Woodward, a former chancellor of UNC Charlotte, served on the park’s board for six years before leaving more than a year ago. He said he is confident that Whitewater officials will not re-open the water channel until they feel they can reasonably ensure public safety.
“They took extraordinary effort to ensure the safety of visitors,” Woodward said. “I’m no water expert, but I never saw an instance where a corner was cut.”
The Whitewater Center has said it uses a state-of-the-art disinfectant and filtering system.
It filters water each day through stacked discs that trap particles. That is followed by ultraviolet radiation that is potent enough to “inactivate” waterborne amoeba.
But Mecklenburg County Health Director Dr. Marcus Plescia has said it is now clear the system is not 99.99 percent effective against waterborne amoeba as the manufacturer had claimed. Plescia said the system was installed 10 years ago when the park opened and that authorities would ask a consultant to recommend changes.
Osterhus said park officials now are focused on reducing organic matter in the center’s water as federal health authorities have recommended.
Visitors and employees repeatedly have complained about floating algae in the 12 million gallons of recirculating water at the center.
The center, Osterhus said, is consulting with water quality experts about options it expects to be “very effective in addressing the algae as well as increasing our disinfection capabilities.”
Osterhus said the goal is to root out algae without using chemicals that pose a risk to the environment and park guests.
Asked why algae was repeatedly seen in the water, Osterhus didn’t provide an explanation.

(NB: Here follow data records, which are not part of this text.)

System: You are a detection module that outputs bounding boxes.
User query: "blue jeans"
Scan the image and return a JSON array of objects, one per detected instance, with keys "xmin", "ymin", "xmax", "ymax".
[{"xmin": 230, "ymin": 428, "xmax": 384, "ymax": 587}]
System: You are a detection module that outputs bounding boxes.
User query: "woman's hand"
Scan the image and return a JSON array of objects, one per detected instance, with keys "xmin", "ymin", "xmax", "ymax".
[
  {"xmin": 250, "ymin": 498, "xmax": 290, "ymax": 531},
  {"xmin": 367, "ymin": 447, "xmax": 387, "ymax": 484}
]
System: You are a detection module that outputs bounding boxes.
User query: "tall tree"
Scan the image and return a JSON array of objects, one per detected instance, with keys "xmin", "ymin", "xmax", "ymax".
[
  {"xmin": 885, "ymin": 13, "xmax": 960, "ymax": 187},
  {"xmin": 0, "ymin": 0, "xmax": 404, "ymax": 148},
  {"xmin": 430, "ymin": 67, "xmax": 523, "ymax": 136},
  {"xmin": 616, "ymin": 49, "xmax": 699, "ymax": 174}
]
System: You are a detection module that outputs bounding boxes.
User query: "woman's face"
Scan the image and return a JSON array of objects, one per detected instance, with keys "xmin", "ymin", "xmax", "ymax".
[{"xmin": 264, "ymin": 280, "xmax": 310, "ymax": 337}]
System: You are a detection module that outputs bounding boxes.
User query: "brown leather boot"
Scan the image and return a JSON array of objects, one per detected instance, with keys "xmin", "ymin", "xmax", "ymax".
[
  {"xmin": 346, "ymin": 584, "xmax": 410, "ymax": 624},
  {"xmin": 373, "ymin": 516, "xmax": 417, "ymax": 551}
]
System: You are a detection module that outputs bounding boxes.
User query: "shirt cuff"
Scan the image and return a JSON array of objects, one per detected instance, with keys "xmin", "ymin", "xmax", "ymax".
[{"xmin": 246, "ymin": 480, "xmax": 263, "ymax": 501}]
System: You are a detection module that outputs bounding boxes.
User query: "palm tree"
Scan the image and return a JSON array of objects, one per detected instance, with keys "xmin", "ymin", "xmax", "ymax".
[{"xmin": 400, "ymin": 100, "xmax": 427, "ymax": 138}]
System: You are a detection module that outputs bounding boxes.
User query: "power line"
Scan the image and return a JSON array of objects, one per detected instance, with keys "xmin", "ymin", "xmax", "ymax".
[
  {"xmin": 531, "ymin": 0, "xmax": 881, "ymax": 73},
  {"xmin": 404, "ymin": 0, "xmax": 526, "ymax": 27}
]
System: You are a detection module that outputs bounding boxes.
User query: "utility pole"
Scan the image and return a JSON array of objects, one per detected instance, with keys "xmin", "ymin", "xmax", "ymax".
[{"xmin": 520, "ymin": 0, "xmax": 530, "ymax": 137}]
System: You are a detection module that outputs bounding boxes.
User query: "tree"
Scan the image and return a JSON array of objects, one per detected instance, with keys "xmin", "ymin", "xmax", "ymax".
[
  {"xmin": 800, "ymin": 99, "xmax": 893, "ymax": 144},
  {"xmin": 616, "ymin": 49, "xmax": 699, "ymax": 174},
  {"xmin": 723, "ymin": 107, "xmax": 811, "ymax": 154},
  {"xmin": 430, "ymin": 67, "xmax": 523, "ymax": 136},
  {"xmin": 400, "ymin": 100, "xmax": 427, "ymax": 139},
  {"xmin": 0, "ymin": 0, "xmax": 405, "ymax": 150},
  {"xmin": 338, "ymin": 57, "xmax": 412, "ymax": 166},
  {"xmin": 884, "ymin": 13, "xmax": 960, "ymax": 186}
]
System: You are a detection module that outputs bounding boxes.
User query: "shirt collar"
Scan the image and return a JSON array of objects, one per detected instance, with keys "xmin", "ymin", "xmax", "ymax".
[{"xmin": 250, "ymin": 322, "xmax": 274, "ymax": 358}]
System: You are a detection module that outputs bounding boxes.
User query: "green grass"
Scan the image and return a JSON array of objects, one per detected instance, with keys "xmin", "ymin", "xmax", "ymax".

He only confirmed that algae was present in the water.
Asked if there was anything the center could have done to avoid Seitz’s death, Osterhus said that “all decisions involving operational matters are made in a careful and deliberative manner.”
The Whitewater Center did not make Chief Executive Officer Jeff Wise available for an interview.
In prepared statements, Wise has said Seitz’s death is tragic but participating in Whitewater Center activities comes with some inherent risks.
“Despite every measure we take, there is always a risk of injury or harm based on the very nature of what we do and who we are,” Wise said in a June 22 statement.
The Whitewater Center also has stressed that the Naegleria fowleri amoeba is found in fresh water across the United States, but risk of infection is very low. Infection occurs only if water is forced up the nose.
But Sam Perkins of the Catawba Riverkeeper Foundation, an environmental group, said the CDC tests raise questions concerning how the amoeba could thrive in waters that were supposed to be disinfected and filtered.
During a recent visit to the Whitewater Center, he inspected the water that now sits in a lower pond while authorities finalize plans to treat and dump it.
“They have got a lot of algae growing in there right now,” Perkins said. “The big thing is not to let that water get worse. Let’s get it treated. Waiting can make it more complicated to treat.”
John Rodgers Jr., an expert on ecological risk assessment and a professor at Clemson University, will advise the Whitewater Center on how to reduce the amount of organic matter in the water. Rodgers said the Whitewater Center might have been a victim of its own success.
The park struggled to draw visitors when it first opened, but during a recent one-year period it attracted about 825,000 visits for sports activities, music concerts, races and other events, according records filed with the Internal Revenue Service.
That makes it more likely that someone could contract a waterborne illness, Rodgers said.
“When they first opened they might have had 30 or 40 Olympians training there, but it certainly has grown,” he said. “It is analogous to loving a national park to death. They bring diseases, germs and depressed immune systems. The chances of someone being exposed goes up.”
Staff writer Bruce Henderson contributed to this story.